Hasta la propia ministra de Economía, Nadia Calviño, había asegurado en alguna ocasión que no veía "productivo" derogar la totalidad de una norma que ha favorecido la creación de casi tres millones de empleos. Pero con Yolanda Díaz, los de Podemos parece que le han ganado la primera batalla a Calviño, que también ha estado presente en el acto. "Un trabajo decente frente a la precariedad; protección social, frente al paro y salarios que permitan vivir con dignidad" han sido algunas de las promesas de la gallega.

Escrivá 'compra' las propuestas de izquierdas

También ha sido llamativo el turno de José Luis Escrivá, que aunque se trata del perfil técnico con el que el PSOE ha querido trasmitir tranquilidad a los mercados y a Bruselas, el expresidente de la Airef se ha ceñido a lo pactado entre PSOE y Podemos en materia de pensiones. El nuevo ministro de Seguridad Social ha defendido ligar las pensiones al IPC, como han pactado ambas formaciones, a diferencia de otras alternativas como el Factor de sostenibilidad (vincular las pensiones a la esperanza de vida) y el índice de revalorización (vincular las pensiones al crecimiento de la economía) aprobadas por el PP.

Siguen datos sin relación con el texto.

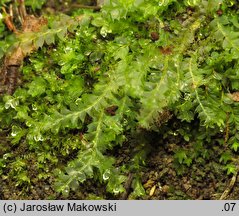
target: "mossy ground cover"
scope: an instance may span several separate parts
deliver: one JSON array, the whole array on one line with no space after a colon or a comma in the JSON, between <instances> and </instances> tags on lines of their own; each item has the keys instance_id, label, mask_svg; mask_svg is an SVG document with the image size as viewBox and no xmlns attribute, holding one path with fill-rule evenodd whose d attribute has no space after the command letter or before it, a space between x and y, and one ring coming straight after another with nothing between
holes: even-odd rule
<instances>
[{"instance_id":1,"label":"mossy ground cover","mask_svg":"<svg viewBox=\"0 0 239 216\"><path fill-rule=\"evenodd\" d=\"M10 3L2 199L237 197L236 1L26 1L38 26L18 33Z\"/></svg>"}]
</instances>

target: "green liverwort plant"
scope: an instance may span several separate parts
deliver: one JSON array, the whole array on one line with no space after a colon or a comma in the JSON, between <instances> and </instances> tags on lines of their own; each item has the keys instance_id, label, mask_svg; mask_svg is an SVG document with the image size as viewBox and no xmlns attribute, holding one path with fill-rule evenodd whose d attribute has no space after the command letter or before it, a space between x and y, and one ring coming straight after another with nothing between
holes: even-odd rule
<instances>
[{"instance_id":1,"label":"green liverwort plant","mask_svg":"<svg viewBox=\"0 0 239 216\"><path fill-rule=\"evenodd\" d=\"M23 66L22 87L1 98L1 128L10 130L13 145L27 143L40 157L39 169L46 161L56 164L55 188L66 196L88 179L122 193L127 172L138 169L115 166L110 150L139 129L160 133L172 116L194 130L181 133L200 145L203 157L202 143L225 133L219 142L236 151L235 7L226 0L112 0L99 13L80 10L67 22L50 21L48 29L25 36L41 50ZM193 163L184 150L175 158ZM21 182L29 183L23 174ZM132 187L134 197L143 195L138 179Z\"/></svg>"}]
</instances>

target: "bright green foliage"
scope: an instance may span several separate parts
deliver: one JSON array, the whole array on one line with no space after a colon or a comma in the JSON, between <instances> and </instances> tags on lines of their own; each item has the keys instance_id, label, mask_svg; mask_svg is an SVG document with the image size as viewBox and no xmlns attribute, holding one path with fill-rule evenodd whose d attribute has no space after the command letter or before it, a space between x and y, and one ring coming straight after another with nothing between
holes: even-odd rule
<instances>
[{"instance_id":1,"label":"bright green foliage","mask_svg":"<svg viewBox=\"0 0 239 216\"><path fill-rule=\"evenodd\" d=\"M112 0L99 13L83 12L81 21L62 15L41 32L23 35L20 46L41 49L24 65L22 87L1 98L1 128L11 130L13 145L27 143L38 155L39 170L73 155L55 170L55 188L65 196L91 178L122 193L126 173L138 171L146 154L139 152L125 170L115 167L110 150L138 128L165 132L172 116L181 123L172 133L195 148L178 149L179 164L208 158L209 144L237 151L238 103L229 93L239 89L239 23L232 6L223 0ZM236 172L230 160L230 152L221 155L228 174ZM13 172L20 184L30 184L25 165L24 158L3 159L0 170L19 166ZM132 196L144 194L138 177L132 187Z\"/></svg>"}]
</instances>

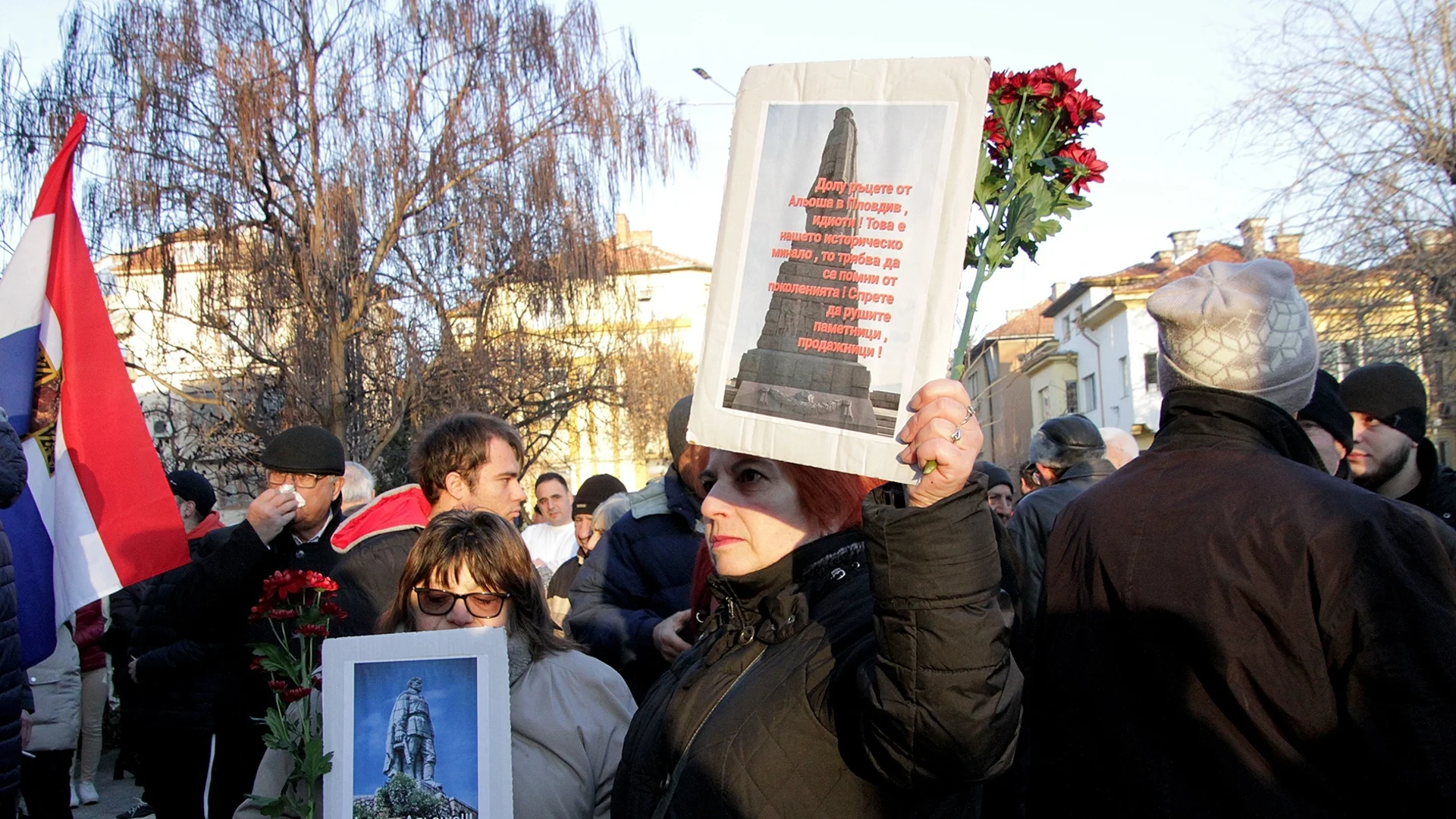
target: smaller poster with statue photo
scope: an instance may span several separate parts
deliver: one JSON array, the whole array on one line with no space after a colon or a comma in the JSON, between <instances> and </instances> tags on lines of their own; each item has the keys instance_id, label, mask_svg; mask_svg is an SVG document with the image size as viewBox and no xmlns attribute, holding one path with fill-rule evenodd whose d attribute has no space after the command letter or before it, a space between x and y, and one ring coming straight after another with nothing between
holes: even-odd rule
<instances>
[{"instance_id":1,"label":"smaller poster with statue photo","mask_svg":"<svg viewBox=\"0 0 1456 819\"><path fill-rule=\"evenodd\" d=\"M328 819L510 819L505 631L323 643Z\"/></svg>"}]
</instances>

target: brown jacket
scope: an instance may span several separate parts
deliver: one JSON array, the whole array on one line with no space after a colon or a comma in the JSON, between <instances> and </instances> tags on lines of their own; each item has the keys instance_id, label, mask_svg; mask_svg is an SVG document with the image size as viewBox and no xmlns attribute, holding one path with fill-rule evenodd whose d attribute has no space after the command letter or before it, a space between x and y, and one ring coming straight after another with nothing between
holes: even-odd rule
<instances>
[{"instance_id":1,"label":"brown jacket","mask_svg":"<svg viewBox=\"0 0 1456 819\"><path fill-rule=\"evenodd\" d=\"M1026 697L1029 813L1456 812L1439 526L1318 468L1294 420L1171 391L1061 513Z\"/></svg>"}]
</instances>

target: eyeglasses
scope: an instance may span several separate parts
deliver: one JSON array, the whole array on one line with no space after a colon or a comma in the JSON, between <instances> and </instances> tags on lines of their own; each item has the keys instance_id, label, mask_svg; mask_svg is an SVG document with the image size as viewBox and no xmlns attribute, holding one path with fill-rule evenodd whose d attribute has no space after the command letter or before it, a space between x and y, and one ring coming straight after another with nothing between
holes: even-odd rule
<instances>
[{"instance_id":1,"label":"eyeglasses","mask_svg":"<svg viewBox=\"0 0 1456 819\"><path fill-rule=\"evenodd\" d=\"M454 608L456 600L464 600L464 611L470 612L472 616L492 618L501 614L501 606L508 597L510 595L502 592L456 595L440 589L415 589L415 603L419 605L419 611L432 616L447 615Z\"/></svg>"},{"instance_id":2,"label":"eyeglasses","mask_svg":"<svg viewBox=\"0 0 1456 819\"><path fill-rule=\"evenodd\" d=\"M269 487L281 487L284 484L293 484L294 488L297 490L312 490L313 487L319 485L319 481L332 477L332 475L296 475L293 472L274 472L272 469L269 469L266 475Z\"/></svg>"}]
</instances>

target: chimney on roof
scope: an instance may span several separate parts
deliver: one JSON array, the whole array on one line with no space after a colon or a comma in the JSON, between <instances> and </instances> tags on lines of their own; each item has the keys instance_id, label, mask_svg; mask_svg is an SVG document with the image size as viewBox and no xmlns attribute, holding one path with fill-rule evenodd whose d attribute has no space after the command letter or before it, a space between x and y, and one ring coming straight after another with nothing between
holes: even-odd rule
<instances>
[{"instance_id":1,"label":"chimney on roof","mask_svg":"<svg viewBox=\"0 0 1456 819\"><path fill-rule=\"evenodd\" d=\"M1274 235L1274 255L1284 258L1299 258L1299 240L1303 233L1275 233Z\"/></svg>"},{"instance_id":2,"label":"chimney on roof","mask_svg":"<svg viewBox=\"0 0 1456 819\"><path fill-rule=\"evenodd\" d=\"M1198 252L1197 230L1174 230L1168 235L1174 240L1174 258L1181 259Z\"/></svg>"},{"instance_id":3,"label":"chimney on roof","mask_svg":"<svg viewBox=\"0 0 1456 819\"><path fill-rule=\"evenodd\" d=\"M1257 259L1264 255L1264 223L1262 216L1251 216L1239 223L1239 233L1243 236L1243 258Z\"/></svg>"}]
</instances>

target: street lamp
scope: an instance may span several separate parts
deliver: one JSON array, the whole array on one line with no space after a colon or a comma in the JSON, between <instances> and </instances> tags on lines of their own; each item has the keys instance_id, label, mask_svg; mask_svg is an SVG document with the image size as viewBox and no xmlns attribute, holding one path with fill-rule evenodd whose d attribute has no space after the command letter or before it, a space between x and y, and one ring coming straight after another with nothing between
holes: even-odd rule
<instances>
[{"instance_id":1,"label":"street lamp","mask_svg":"<svg viewBox=\"0 0 1456 819\"><path fill-rule=\"evenodd\" d=\"M695 74L697 74L699 77L702 77L702 79L705 79L705 80L708 80L708 82L713 83L715 86L718 86L718 87L724 89L724 93L727 93L728 96L731 96L731 98L734 98L734 99L737 99L737 98L738 98L738 95L735 95L734 92L731 92L731 90L725 89L725 87L724 87L724 85L722 85L722 83L719 83L718 80L715 80L715 79L713 79L713 76L712 76L712 74L709 74L709 73L708 73L708 71L706 71L705 68L693 68L693 73L695 73Z\"/></svg>"}]
</instances>

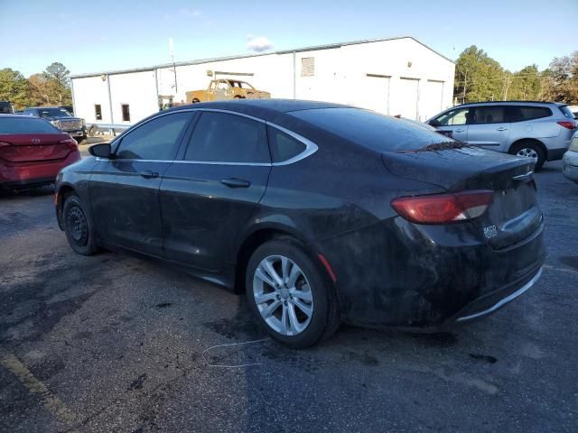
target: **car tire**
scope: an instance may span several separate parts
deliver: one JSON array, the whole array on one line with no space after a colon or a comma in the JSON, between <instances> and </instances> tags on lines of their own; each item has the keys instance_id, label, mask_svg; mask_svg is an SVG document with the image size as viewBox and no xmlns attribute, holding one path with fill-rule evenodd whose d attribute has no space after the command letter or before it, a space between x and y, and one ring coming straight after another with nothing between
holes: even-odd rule
<instances>
[{"instance_id":1,"label":"car tire","mask_svg":"<svg viewBox=\"0 0 578 433\"><path fill-rule=\"evenodd\" d=\"M66 198L62 207L62 224L70 247L82 255L92 255L98 250L94 238L94 226L86 207L77 195Z\"/></svg>"},{"instance_id":2,"label":"car tire","mask_svg":"<svg viewBox=\"0 0 578 433\"><path fill-rule=\"evenodd\" d=\"M284 276L284 261L288 263ZM271 269L267 263L283 284L275 287L257 276L265 274L265 280L275 281L266 271ZM303 245L292 238L266 242L255 251L247 267L246 289L256 319L275 340L285 345L312 346L339 327L335 288Z\"/></svg>"},{"instance_id":3,"label":"car tire","mask_svg":"<svg viewBox=\"0 0 578 433\"><path fill-rule=\"evenodd\" d=\"M535 156L535 158L537 158L536 161L536 170L540 170L545 162L545 152L539 144L536 143L536 142L524 140L518 142L510 148L509 153L512 155L526 157L530 157L531 155L536 154L536 156Z\"/></svg>"}]
</instances>

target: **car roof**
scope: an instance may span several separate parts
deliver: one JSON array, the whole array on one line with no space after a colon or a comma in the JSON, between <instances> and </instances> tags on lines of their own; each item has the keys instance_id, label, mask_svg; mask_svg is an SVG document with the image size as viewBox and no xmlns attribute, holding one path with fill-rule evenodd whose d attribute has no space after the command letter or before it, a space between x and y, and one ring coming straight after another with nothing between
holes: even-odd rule
<instances>
[{"instance_id":1,"label":"car roof","mask_svg":"<svg viewBox=\"0 0 578 433\"><path fill-rule=\"evenodd\" d=\"M201 102L179 106L170 111L191 108L212 108L242 113L267 120L280 114L320 108L352 108L350 106L331 102L303 101L299 99L240 99L234 101Z\"/></svg>"},{"instance_id":2,"label":"car roof","mask_svg":"<svg viewBox=\"0 0 578 433\"><path fill-rule=\"evenodd\" d=\"M562 104L560 102L550 102L550 101L480 101L480 102L468 102L466 104L460 104L455 106L481 106L481 105L520 105L520 104L543 104L548 106L564 106L566 104Z\"/></svg>"},{"instance_id":3,"label":"car roof","mask_svg":"<svg viewBox=\"0 0 578 433\"><path fill-rule=\"evenodd\" d=\"M17 117L19 119L38 119L38 117L33 117L30 115L13 115L13 114L0 114L0 119L4 119L5 117Z\"/></svg>"}]
</instances>

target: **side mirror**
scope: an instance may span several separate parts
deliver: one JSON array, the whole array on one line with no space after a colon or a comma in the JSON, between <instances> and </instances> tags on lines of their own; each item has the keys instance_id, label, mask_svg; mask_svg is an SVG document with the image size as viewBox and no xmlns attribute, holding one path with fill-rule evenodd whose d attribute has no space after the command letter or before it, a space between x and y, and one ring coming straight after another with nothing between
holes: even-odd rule
<instances>
[{"instance_id":1,"label":"side mirror","mask_svg":"<svg viewBox=\"0 0 578 433\"><path fill-rule=\"evenodd\" d=\"M89 153L97 158L111 158L113 155L110 152L109 143L99 143L98 144L93 144L89 148Z\"/></svg>"},{"instance_id":2,"label":"side mirror","mask_svg":"<svg viewBox=\"0 0 578 433\"><path fill-rule=\"evenodd\" d=\"M430 124L430 126L434 126L434 127L440 125L440 123L435 119L430 120L428 124Z\"/></svg>"}]
</instances>

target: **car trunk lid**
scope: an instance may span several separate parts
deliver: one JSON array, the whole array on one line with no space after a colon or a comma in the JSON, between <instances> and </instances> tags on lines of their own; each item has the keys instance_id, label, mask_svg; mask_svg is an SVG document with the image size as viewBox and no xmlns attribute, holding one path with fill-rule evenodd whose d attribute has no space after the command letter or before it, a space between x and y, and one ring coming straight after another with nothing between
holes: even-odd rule
<instances>
[{"instance_id":1,"label":"car trunk lid","mask_svg":"<svg viewBox=\"0 0 578 433\"><path fill-rule=\"evenodd\" d=\"M0 134L0 159L8 162L63 160L76 146L67 134Z\"/></svg>"},{"instance_id":2,"label":"car trunk lid","mask_svg":"<svg viewBox=\"0 0 578 433\"><path fill-rule=\"evenodd\" d=\"M493 191L487 211L471 221L493 248L525 239L542 223L534 160L469 146L387 152L382 159L394 174L435 184L448 192Z\"/></svg>"}]
</instances>

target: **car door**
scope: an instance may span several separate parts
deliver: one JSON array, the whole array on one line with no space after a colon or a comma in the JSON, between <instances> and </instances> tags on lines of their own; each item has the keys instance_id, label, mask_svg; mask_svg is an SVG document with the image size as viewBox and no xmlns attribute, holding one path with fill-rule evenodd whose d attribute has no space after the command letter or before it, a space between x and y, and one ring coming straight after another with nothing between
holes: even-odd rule
<instances>
[{"instance_id":1,"label":"car door","mask_svg":"<svg viewBox=\"0 0 578 433\"><path fill-rule=\"evenodd\" d=\"M504 151L510 133L505 106L480 106L473 108L468 127L468 143L494 151Z\"/></svg>"},{"instance_id":2,"label":"car door","mask_svg":"<svg viewBox=\"0 0 578 433\"><path fill-rule=\"evenodd\" d=\"M163 255L159 188L193 113L154 117L114 143L115 158L98 161L90 178L90 203L98 239Z\"/></svg>"},{"instance_id":3,"label":"car door","mask_svg":"<svg viewBox=\"0 0 578 433\"><path fill-rule=\"evenodd\" d=\"M467 143L471 110L471 108L469 106L453 108L432 119L429 124L448 137Z\"/></svg>"},{"instance_id":4,"label":"car door","mask_svg":"<svg viewBox=\"0 0 578 433\"><path fill-rule=\"evenodd\" d=\"M164 252L219 272L265 194L271 171L266 129L262 121L215 111L203 111L196 122L182 161L161 185Z\"/></svg>"}]
</instances>

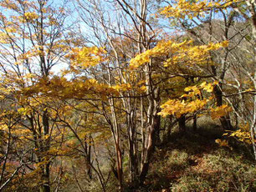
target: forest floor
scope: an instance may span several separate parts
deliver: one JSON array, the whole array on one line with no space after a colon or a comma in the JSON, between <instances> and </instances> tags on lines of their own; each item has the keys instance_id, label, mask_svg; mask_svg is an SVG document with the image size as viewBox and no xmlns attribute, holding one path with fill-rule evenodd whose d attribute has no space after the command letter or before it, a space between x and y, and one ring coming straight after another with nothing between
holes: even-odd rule
<instances>
[{"instance_id":1,"label":"forest floor","mask_svg":"<svg viewBox=\"0 0 256 192\"><path fill-rule=\"evenodd\" d=\"M222 134L216 126L172 133L157 148L145 185L135 191L256 191L249 149L239 144L220 147L215 139Z\"/></svg>"}]
</instances>

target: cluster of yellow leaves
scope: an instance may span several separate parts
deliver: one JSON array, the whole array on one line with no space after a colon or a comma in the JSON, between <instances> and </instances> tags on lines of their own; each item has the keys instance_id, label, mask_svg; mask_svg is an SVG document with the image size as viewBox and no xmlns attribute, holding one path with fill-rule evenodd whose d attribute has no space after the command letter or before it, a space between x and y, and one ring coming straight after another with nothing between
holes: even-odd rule
<instances>
[{"instance_id":1,"label":"cluster of yellow leaves","mask_svg":"<svg viewBox=\"0 0 256 192\"><path fill-rule=\"evenodd\" d=\"M33 21L38 18L38 15L34 12L27 12L24 13L24 18L28 21Z\"/></svg>"},{"instance_id":2,"label":"cluster of yellow leaves","mask_svg":"<svg viewBox=\"0 0 256 192\"><path fill-rule=\"evenodd\" d=\"M130 68L131 69L137 68L144 63L149 63L151 58L163 56L169 56L169 58L163 63L165 67L179 63L204 64L208 62L210 51L218 50L228 45L228 41L218 43L209 43L199 46L193 45L192 41L184 41L182 43L175 43L172 40L161 41L155 48L146 50L131 59Z\"/></svg>"},{"instance_id":3,"label":"cluster of yellow leaves","mask_svg":"<svg viewBox=\"0 0 256 192\"><path fill-rule=\"evenodd\" d=\"M203 109L212 98L201 99L202 92L203 90L212 92L217 83L217 82L213 83L203 82L200 85L185 88L184 91L188 93L182 95L180 99L170 99L166 102L161 106L162 109L158 114L163 117L173 114L179 118L182 114L192 114ZM184 98L187 99L187 101L184 100Z\"/></svg>"},{"instance_id":4,"label":"cluster of yellow leaves","mask_svg":"<svg viewBox=\"0 0 256 192\"><path fill-rule=\"evenodd\" d=\"M215 140L215 142L216 142L217 144L219 144L220 146L222 146L222 147L229 147L228 142L228 140L226 140L226 139L218 139Z\"/></svg>"},{"instance_id":5,"label":"cluster of yellow leaves","mask_svg":"<svg viewBox=\"0 0 256 192\"><path fill-rule=\"evenodd\" d=\"M227 131L227 133L223 134L223 136L228 136L228 137L233 137L237 139L238 140L246 143L248 144L251 144L252 142L252 137L250 134L250 128L249 124L239 124L239 129L235 131ZM256 142L256 140L254 141Z\"/></svg>"},{"instance_id":6,"label":"cluster of yellow leaves","mask_svg":"<svg viewBox=\"0 0 256 192\"><path fill-rule=\"evenodd\" d=\"M131 89L131 86L130 83L121 83L112 86L113 88L117 90L118 92L125 92Z\"/></svg>"},{"instance_id":7,"label":"cluster of yellow leaves","mask_svg":"<svg viewBox=\"0 0 256 192\"><path fill-rule=\"evenodd\" d=\"M67 56L71 59L73 68L86 68L93 67L105 60L105 50L103 48L85 47L74 48Z\"/></svg>"},{"instance_id":8,"label":"cluster of yellow leaves","mask_svg":"<svg viewBox=\"0 0 256 192\"><path fill-rule=\"evenodd\" d=\"M220 9L224 9L230 7L233 3L238 0L177 0L171 5L160 10L160 14L165 15L167 18L185 18L187 16L189 18L197 17L199 13L204 17L203 13L207 13L211 9L214 8L215 12Z\"/></svg>"},{"instance_id":9,"label":"cluster of yellow leaves","mask_svg":"<svg viewBox=\"0 0 256 192\"><path fill-rule=\"evenodd\" d=\"M122 88L129 88L129 85L124 84ZM99 83L93 78L82 78L69 81L64 77L58 76L54 76L52 79L41 78L37 83L23 88L18 93L26 97L37 95L38 101L39 96L44 101L47 100L48 98L66 99L85 97L95 99L95 97L97 97L99 99L105 99L108 95L119 94L118 91L113 87Z\"/></svg>"},{"instance_id":10,"label":"cluster of yellow leaves","mask_svg":"<svg viewBox=\"0 0 256 192\"><path fill-rule=\"evenodd\" d=\"M158 113L158 114L163 117L169 114L173 114L177 118L180 118L182 114L194 113L197 110L202 109L207 104L207 99L196 99L191 102L171 99L161 106L162 109L160 113Z\"/></svg>"},{"instance_id":11,"label":"cluster of yellow leaves","mask_svg":"<svg viewBox=\"0 0 256 192\"><path fill-rule=\"evenodd\" d=\"M228 112L232 111L232 108L227 104L223 104L222 106L217 107L215 109L211 109L211 117L212 119L219 119L220 117L225 116Z\"/></svg>"}]
</instances>

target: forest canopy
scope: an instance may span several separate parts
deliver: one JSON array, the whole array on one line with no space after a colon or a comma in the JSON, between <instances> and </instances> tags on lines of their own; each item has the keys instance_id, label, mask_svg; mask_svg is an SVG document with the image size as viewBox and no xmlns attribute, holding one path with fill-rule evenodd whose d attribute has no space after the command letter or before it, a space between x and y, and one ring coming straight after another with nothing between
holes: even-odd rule
<instances>
[{"instance_id":1,"label":"forest canopy","mask_svg":"<svg viewBox=\"0 0 256 192\"><path fill-rule=\"evenodd\" d=\"M0 191L253 191L255 40L250 0L0 0Z\"/></svg>"}]
</instances>

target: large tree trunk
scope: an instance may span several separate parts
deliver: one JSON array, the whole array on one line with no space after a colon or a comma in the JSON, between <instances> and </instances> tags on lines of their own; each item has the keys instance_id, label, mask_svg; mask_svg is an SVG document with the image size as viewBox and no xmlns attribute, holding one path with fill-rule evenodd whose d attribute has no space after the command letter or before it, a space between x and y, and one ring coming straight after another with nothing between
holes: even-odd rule
<instances>
[{"instance_id":1,"label":"large tree trunk","mask_svg":"<svg viewBox=\"0 0 256 192\"><path fill-rule=\"evenodd\" d=\"M216 98L216 103L217 103L217 107L220 107L223 104L223 92L221 90L222 88L222 83L219 83L218 86L215 86L213 89L213 93ZM232 130L233 126L230 122L230 117L229 115L225 115L223 116L219 119L221 124L223 126L223 129L228 129L228 130Z\"/></svg>"},{"instance_id":2,"label":"large tree trunk","mask_svg":"<svg viewBox=\"0 0 256 192\"><path fill-rule=\"evenodd\" d=\"M42 143L42 152L43 154L47 153L47 151L49 149L49 114L47 109L44 109L43 112L43 128L44 128L44 136L46 138L44 142ZM42 169L42 181L43 184L40 187L40 192L50 192L50 179L49 179L49 166L50 162L49 162L49 159L47 157L43 157L41 159L42 161L47 160L45 164L43 164L41 169Z\"/></svg>"}]
</instances>

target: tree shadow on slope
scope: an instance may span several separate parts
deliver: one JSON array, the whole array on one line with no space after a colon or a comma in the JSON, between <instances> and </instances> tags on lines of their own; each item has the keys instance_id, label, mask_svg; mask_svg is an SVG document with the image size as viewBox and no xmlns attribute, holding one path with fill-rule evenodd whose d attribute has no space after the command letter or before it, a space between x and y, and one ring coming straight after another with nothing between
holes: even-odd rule
<instances>
[{"instance_id":1,"label":"tree shadow on slope","mask_svg":"<svg viewBox=\"0 0 256 192\"><path fill-rule=\"evenodd\" d=\"M136 191L256 191L254 162L241 150L220 148L215 139L222 134L172 133Z\"/></svg>"}]
</instances>

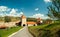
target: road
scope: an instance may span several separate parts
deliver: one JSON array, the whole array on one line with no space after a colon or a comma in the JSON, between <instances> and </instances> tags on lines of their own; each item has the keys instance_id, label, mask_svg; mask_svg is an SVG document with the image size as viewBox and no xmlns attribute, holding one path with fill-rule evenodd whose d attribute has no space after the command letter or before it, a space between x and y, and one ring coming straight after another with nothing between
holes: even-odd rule
<instances>
[{"instance_id":1,"label":"road","mask_svg":"<svg viewBox=\"0 0 60 37\"><path fill-rule=\"evenodd\" d=\"M15 35L11 37L33 37L33 36L29 33L28 27L25 26L21 31L18 31Z\"/></svg>"}]
</instances>

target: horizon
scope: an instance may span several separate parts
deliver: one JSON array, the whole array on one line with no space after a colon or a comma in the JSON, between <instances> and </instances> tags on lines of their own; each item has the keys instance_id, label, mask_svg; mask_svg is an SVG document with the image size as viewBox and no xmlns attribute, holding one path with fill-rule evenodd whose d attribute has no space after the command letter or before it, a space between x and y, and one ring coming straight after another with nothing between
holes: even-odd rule
<instances>
[{"instance_id":1,"label":"horizon","mask_svg":"<svg viewBox=\"0 0 60 37\"><path fill-rule=\"evenodd\" d=\"M0 0L0 16L21 16L48 18L50 0Z\"/></svg>"}]
</instances>

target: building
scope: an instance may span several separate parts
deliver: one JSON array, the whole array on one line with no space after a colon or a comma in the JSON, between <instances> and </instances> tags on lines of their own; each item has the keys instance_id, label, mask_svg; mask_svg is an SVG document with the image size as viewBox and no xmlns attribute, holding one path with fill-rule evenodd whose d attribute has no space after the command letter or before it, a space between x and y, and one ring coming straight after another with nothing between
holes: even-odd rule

Sobre las opciones que hay encima de la mesa para abordar la reforma del sistema público de pensiones, Escrivá ha considerado que "los trabajos del Pacto de Toledo, que hace un año estuvieron muy cerca de culminar en un acuerdo, son un excelente punto de partida" y ha prometido "certidumbre" a los jubilados.

Por tanto, Escrivá va a tener por delante una dura tarea si pretende "cerrar de forma rápida y efectiva el déficit de la Seguridad Social" con una reforma "creíble y sostenible económicamente", como ha prometido en su discurso. Pasar el déficit de la Seguridad Social al Estado sería una de las opciones que planteó el técnico estando en la Airef, así como aumentar la edad de jubilación. Esta última será una medida difícil de plantear desde su ministerio, ya que se encontraría con el rechazo de los miembros de su partido.

En la línea de su nuevo cargo, Escrivá también le ha dado un protagonismo importante a sindicatos y patronal en su discurso, así como al ámbito social, con referencias a la "inclusión", la "desigualdad" y "a los colectivos más desfavorecidos". Además, Escrivá ha celebrado que su ministerio asuma el presupuesto del ingreso mínimo vital que quieren implantar PSOE y Podemos, que "debe ser una herramienta eficaz de inclusión".